ACCORD RELATIF AU MAINTIEN DU FONDS DE SOLIDARITE CREE EN JANVIER 2020
Le présent accord est établi le :
Entre
La société
MAUBEUGE CONSTRUCTION AUTOMOBILE (MCA), Société en Nom Collectif au capital de 9 351 568 euros, code NAF 2910 Z, dont le siège social est situé à Maubeuge, représentée par
D’une part,
et les
Organisations Syndicales Représentatives suivantes représentées en la personne de leurs délégués syndicaux :
La
CFE/CGC représentée par
La
CFDT représentée par
La
CFTC représentée par
La
CGT représentée par
D’autre part
Préambule
En 2020, dans un contexte de baisse du marché automobile et face à des difficultés d’approvisionnements, le recours à l’activité partielle s’est intensifié.
C’est dans ce cadre et afin de limiter les pertes de rémunération qu’induit ce recours à l’activité partielle que les accords du 24 janvier 2020, du 22 juillet 2020 et son avenant du 11 décembre 2020 ont été conclus.
En parallèle, la crise sanitaire liée au Covid-19 qui perdure aujourd’hui et la pénurie mondiale de semi-conducteurs à laquelle nous sommes confrontés depuis le mois de mars 2021 ont amené le Groupe Renault à reconduire l’accord « contrat de solidarité et d’avenir (CSA2021).
Malgré le maintien de la rémunération nette à 100% (accessoires compris) prévu dans ledit accord, la Direction et les Organisations Syndicales de MCA ont souhaité poursuivre l’alimentation du fonds de solidarité crée en janvier 2020.
Le présent accord s’inscrit dans la continuité des accords relatifs aux modalités d’accompagnement de l’activité partielle locaux précités et a pour objectif de définir les modalités d’alimentation de ce fonds.
ARTICLE 1. : LA DUREE
Le présent accord est conclu pour une durée déterminée à dater du 01 avril 2021 et ce, jusqu’au 31 décembre de la même année.
ARTICLE 2. : L’ALIMENTATION DU FONDS DE SOLIDARITE
Le fonds est alimenté par la contribution solidaire et obligatoire de tous les salariés liés par un contrat de travail avec MCA.
Cette contribution prend la forme d’une cotisation salariale mensuelle directement prélevée en paie chaque mois et s’élève à 0.15% de l’assiette de cotisation brute sécurité sociale du salarié.
L’entreprise verse un abondement d’un montant équivalent.

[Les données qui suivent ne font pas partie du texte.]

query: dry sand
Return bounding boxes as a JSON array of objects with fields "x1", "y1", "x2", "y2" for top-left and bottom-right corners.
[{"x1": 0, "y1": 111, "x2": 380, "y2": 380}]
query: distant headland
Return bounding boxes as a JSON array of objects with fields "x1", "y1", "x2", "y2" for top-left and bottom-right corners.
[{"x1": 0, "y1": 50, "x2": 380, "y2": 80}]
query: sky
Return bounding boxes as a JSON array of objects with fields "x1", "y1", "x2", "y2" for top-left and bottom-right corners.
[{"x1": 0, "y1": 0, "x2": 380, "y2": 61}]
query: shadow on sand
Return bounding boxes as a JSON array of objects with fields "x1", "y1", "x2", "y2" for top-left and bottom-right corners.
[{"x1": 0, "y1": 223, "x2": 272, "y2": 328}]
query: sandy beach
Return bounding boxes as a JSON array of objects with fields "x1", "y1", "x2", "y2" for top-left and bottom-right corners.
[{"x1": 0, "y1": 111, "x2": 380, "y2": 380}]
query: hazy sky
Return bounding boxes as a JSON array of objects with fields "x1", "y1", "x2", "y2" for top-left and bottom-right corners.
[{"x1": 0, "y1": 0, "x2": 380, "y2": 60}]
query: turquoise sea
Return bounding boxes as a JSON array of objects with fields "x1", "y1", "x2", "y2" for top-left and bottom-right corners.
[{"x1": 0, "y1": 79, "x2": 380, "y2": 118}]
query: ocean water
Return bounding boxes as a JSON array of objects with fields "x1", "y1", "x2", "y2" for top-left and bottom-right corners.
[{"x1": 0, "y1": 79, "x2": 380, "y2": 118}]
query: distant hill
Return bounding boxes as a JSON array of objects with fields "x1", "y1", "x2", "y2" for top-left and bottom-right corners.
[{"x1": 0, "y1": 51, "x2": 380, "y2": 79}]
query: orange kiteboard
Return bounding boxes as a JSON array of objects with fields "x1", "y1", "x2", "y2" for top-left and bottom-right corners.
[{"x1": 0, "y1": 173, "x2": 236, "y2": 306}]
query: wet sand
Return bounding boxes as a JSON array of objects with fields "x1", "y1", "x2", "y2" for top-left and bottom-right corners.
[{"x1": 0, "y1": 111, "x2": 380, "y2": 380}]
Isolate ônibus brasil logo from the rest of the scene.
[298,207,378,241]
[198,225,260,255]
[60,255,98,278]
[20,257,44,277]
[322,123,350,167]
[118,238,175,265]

Le fonds de solidarité peut également être alimenté grâce au don volontaire de jours issus du Compteur Transitoire (CT), du Compteur de jours d’Ancienneté et/ou du Compteur Temps Individuel (CTI) des salariés.
ARTICLE 3. : LA REDISTRIBUTION DU FONDS DE SOLIDARITE
La Direction et les Organisations Syndicales conviennent que les modalités de redistribution du fonds de solidarité seront définies en commission de suivi (cf. article 4.1).
ARTICLE 4. : DISPOSITIONS ADMINISTRATIVES ET JURIDIQUES
ARTICLE 4.1. : LE SUIVI D’APPLICATION DE L’ACCORD
Il est institué une commission de suivi composée de représentants de la Direction et des Délégués Syndicaux des Organisations Syndicales Signataires de l’accord.
Cette commission se réunira au moins une fois sur convocation de la Direction.
En cas de besoin, et dans la poursuite d’un bon dialogue social, des réunions complémentaires pourront être organisées.
ARTICLE 4.2. : LA NOTIFICATION, LE DEPOT LEGAL ET LA PUBLICITE
Le présent accord est notifié à chacune des Organisations Syndicales Représentatives dans les conditions légalement prévues.
Conformément aux dispositions légales, le présent accord sera transmis dans les formes requises à la Direction Régionale des Entreprises, de la Concurrence, de la Consommation, du Travail et de l’Emploi (DIRECCTE). Un exemplaire sera, en outre, déposé au secrétariat greffe du conseil de prud’hommes d’Avesnes-sur-Helpe.
Il fera également l’objet d’un dépôt dans la base de données nationale et sera donc rendu public.
ARTICLE 4.3. : L’ADHESION ULTERIEURE
Toute Organisation Syndicale Représentative au niveau de l’entreprise qui n’est pas signataire du présent accord, peut y adhérer dans les conditions légales applicables. Cette adhésion doit être sans réserve et concerner la totalité du texte.
ARTICLE 4.4. : LA REVISION
Pendant sa durée d’application, le présent accord peut être révisé dans les conditions prévues par les dispositions du code du travail.